No caso da busca pela paternidade da atriz, o documentarista francês Pomès consegue ser mais conclusivo. Determinado a solucionar o que descreve como o “último mistério sobre Marilyn”, Pomès vasculhou o mundo em busca de traços de DNA que pudessem comprovar a paternidade de Gifford. Sem acesso aos restos mortais dela, buscou rastros em objetos como maquiagens e roupas, mas era impossível obter uma amostra confiável, já que as peças haviam passado por muitas mãos. Uma ideia mudou o rumo da história: “O cabelo de Marilyn Monroe não saía da minha mente. É difícil encontrar DNA nos fios, mas fomos atrás de amostras”, explicou Pomès a VEJA. Depois de quase jogar a toalha, o documentarista recebeu duas amostras de um colecionador de Nova York: uma retirada por um cabeleireiro em 1962, na noite em que a atriz cantou Parabéns a Você para o então presidente americano John F. Kennedy, e a segunda obtida pelo agente funerário que a embalsamou. Ambas foram analisadas por Ludovic Orlando, referência em arqueologia molecular, estudo dos genes a partir de materiais legados pelo passado. A primeira não deu em nada, mas a segunda continha 5% de material genético — um número baixo, mas viável para análise. Com o sequenciamento em mãos, Pomès identificou o DNA de Marilyn como “Garota do cabelo”, para não chamar atenção, e enviou a um laboratório, que o comparou aos genes fornecidos por uma neta e uma bisneta de Gifford. Bingo: “As amostras pertencem à mesma família com 100% de certeza, e com um intervalo de três gerações, exatamente a distância entre elas se Gifford fosse mesmo o pai de Marilyn”, revela.
O abandono pelo pai não foi, nem de longe, o único trauma de Marilyn.
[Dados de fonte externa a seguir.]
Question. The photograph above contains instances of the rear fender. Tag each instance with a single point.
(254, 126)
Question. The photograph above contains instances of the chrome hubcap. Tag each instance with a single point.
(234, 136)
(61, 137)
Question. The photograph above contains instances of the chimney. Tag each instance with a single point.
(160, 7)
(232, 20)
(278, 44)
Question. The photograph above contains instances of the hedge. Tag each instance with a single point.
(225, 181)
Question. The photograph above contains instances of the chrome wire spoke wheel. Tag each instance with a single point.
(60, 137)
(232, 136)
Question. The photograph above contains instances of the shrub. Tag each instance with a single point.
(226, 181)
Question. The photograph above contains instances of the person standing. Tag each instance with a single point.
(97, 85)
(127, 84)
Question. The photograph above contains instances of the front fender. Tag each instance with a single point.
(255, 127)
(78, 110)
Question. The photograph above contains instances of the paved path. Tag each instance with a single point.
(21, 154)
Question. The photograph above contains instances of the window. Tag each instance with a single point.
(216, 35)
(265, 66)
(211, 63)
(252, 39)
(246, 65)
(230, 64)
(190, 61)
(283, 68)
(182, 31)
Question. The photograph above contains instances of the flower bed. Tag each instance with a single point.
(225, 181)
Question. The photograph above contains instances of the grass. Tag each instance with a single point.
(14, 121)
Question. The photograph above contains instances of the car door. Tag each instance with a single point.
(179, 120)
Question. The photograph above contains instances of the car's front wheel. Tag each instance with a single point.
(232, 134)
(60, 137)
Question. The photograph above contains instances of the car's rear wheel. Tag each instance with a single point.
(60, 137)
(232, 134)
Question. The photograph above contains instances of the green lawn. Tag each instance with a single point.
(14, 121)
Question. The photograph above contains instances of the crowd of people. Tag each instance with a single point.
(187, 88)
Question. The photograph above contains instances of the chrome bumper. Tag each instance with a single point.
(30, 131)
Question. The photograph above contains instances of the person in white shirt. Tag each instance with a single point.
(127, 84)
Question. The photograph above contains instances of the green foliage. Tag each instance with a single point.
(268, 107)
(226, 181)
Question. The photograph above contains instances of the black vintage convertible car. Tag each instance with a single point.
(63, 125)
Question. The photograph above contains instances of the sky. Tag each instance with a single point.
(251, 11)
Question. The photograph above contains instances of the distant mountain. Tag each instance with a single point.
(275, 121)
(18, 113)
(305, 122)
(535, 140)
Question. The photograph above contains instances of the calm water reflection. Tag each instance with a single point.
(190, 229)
Com a mãe diagnosticada com esquizofrenia, a garota passou a infância entre abrigos e pais adotivos. Foi abusada sexualmente pela primeira vez antes dos 9 anos e, não raro, era agredida pelas famílias que a acolhiam. A juventude difícil não a impediu de se tornar o rosto mais célebre de Hollywood, eternizado não só nas telas, mas também em uma indefectível série de pinturas de Andy Warhol — uma das quais irá a leilão em maio, e pode se converter na obra de arte mais cara do século XX, alcançando o a cifra de 200 milhões de dólares. Para além de seu valor como ícone da pop art, a Marilyn de Warhol imortalizou o drama da atriz com a ironia de um artista que captou, antes de todos, o vazio da era das celebridades. Por trás daquele sorriso inebriante, havia uma estrela essencialmente triste.
“Ícones são imortais”
François Pomès, diretor do documentário Marilyn, Her Final Secret, falou a VEJA sobre a atriz
Por que uma investigação sobre o pai de Marilyn? Era o mistério que faltava esclarecer. Há muitas produções sobre a atriz, mas poucas trazem novas informações sobre sua busca pelo pai.
O que a ausência paterna representou para Marilyn? Ela buscou pelo pai a vida toda, e foi rejeitada. Acredito que a complexidade de Marilyn está diretamente ligada à ausência dele.
Como foi a reação da família de Charles Gifford com a confirmação de que ele era o pai da estrela? Eles tinham a ideia de que a paternidade era uma mentira para vender revistas, então se surpreenderam com a confirmação. Até choraram. Foi a solução de um mistério que vinha de 1925.
Por que Marilyn continua a despertar fascínio? Ela é um ícone, e ícones são imortais.